WELLS, Spencer, Pandora’s seed, the unforeseen cost of civilization, Random House, 2010. L’homme a inventé la société pour le protéger de l’extinction, mais il l’a payé de sa santé et de son équilibre psychologique. C’est, en substance, ce que dit Spencer Wells, éminent généticien.
La particularité de l’espèce humaine est son adaptabilité quasi infinie. Celle-ci tiendrait aux caractéristiques du cerveau qui fait de l’homme un être social : il innove par la culture. Depuis les assemblées de chasseurs cueilleurs, le groupe humain est une « machine sociale » qui produit des idées, les teste et les affine.
Cette capacité d’adaptation culturelle se serait révélée il y a 70.000 ans, lorsque l’explosion d’un volcan transforme le climat terrestre et réduit nos ancêtres à quelques milliers de personnes. Mais elle donne sa pleine dimension il y a 10.000 ans : invention de l’agriculture. Celle-ci résulterait d’une autre catastrophe climatique. Un réchauffement étend le territoire des céréales. La nourriture devenant abondante, les chasseurs cueilleurs se sédentarisent et se multiplient. Nouvel âge glacière : ils sont piégés, ils ne peuvent plus partir. C’est alors qu’ils créent l’agriculture, un moyen de maintenir ce dont ils ont besoin pour vivre sur place. En découle une explosion démographique, l’apparition des formes modernes de l’État, et la guerre : plus question de fuir, il faut défendre ses biens.

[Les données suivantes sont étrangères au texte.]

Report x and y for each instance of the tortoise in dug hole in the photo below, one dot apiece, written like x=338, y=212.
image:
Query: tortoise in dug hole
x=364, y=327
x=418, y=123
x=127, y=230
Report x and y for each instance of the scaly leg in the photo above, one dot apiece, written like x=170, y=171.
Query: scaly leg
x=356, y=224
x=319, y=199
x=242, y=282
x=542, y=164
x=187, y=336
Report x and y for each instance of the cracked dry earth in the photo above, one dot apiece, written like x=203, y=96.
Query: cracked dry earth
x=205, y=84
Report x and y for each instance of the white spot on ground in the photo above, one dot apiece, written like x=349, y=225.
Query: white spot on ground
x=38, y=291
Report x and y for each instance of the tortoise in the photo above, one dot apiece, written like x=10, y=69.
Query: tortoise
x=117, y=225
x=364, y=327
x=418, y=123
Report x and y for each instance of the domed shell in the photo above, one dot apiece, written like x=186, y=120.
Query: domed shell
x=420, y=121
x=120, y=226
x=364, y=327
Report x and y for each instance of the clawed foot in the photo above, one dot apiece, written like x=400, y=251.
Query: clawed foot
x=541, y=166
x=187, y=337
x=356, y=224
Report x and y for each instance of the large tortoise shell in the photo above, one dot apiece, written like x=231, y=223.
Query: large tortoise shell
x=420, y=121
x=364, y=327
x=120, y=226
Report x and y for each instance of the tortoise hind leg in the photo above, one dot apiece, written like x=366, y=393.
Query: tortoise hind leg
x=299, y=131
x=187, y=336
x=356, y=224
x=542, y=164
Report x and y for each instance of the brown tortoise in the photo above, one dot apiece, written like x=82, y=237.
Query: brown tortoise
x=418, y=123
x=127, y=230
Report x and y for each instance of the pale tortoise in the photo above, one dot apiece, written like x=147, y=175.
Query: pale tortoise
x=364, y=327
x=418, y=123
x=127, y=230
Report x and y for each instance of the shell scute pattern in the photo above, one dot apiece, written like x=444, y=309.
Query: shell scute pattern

Si la société a protégé l’espèce elle prive l’individu de sa liberté et le soumet à une succession accélérée de fléaux. Tout d’abord, elle provoque un nombre étonnant de mutations de son génome. On lui doit aussi toutes les épidémies - elles ont pour origine la cohabitation de l’homme et des animaux, sauf la malaria, qui, elle, doit son succès moderne aux transformations de l’environnement provoquées par l’agriculture. Et il y a l’hypertension et le diabète, inadaptations de notre être à notre alimentation. C’est maintenant le tour du stress, des maladies psychologiques qui font la fortune de l’industrie du tranquillisant « pour la première fois dans notre histoire, nous nous droguons pour paraître normaux ». Notre système immunitaire vit la société comme une agression permanente. Enfin, le génie génétique donne désormais à celle-ci les moyens de manipuler notre génome et de construire ainsi notre descendance. L’être humain étant le fruit d’une évolution de plusieurs millions d’années, il est probable que ce bricolage eugénique dépasse en conséquences dévastatrices tout ce que la société a commis jusque-là.
Que faire ? La crise environnementale qui nous tend les bras sera un grand moment de créativité sociale. Il faut en profiter pour sortir de nos erreurs, et adapter notre culture à notre biologie, non plus l’inverse. Pour cela il nous faut comprendre que nos malheurs viennent de notre cupidité qui nous fait en vouloir toujours plus, ce qui déclenche des conséquences de plus en plus désastreuses pour l’homme, nous devons « apprendre à vouloir moins », et prendre un peu de leur sagesse aux derniers chasseurs cueilleurs qui nous restent.
Commentaires :
- Dynamitage du mythe du progrès. Antithèse de la pensée dominant le monde financier anglo-saxon, et la théorie économique, qui pense que la société est faite d’individus laissés à eux-mêmes, qu’il n’y a rien de tel que la « culture ». Retour aussi aux thèses de Rousseau et de Lévi-Strauss, cette fois-ci appuyées par toute la batterie de l’argumentation scientifique moderne.
- J’y retrouve les idées que développent mes livres sous un angle inattendu. En particulier, j’y parle « d’ordinateur social », moyen de transformation d'une « organisation ». Spencer Wells en fait la caractéristique même de l’homme. Plus curieusement, je trouve un écho à ma théorie selon laquelle ce qui a fait la différence entre nous et l’homme de Neandertal est notre aptitude sociale.
- Ce livre me fait me demander si les « droits de l’homme » ne sont pas une révolte de l’individu contre la main invisible de la société, et s’ils n’annoncent pas, effectivement, que nous allons chercher à la faire aller dans une direction qui nous brutalise un peu moins. Au fond, c’est le but des techniques de conduite du changement.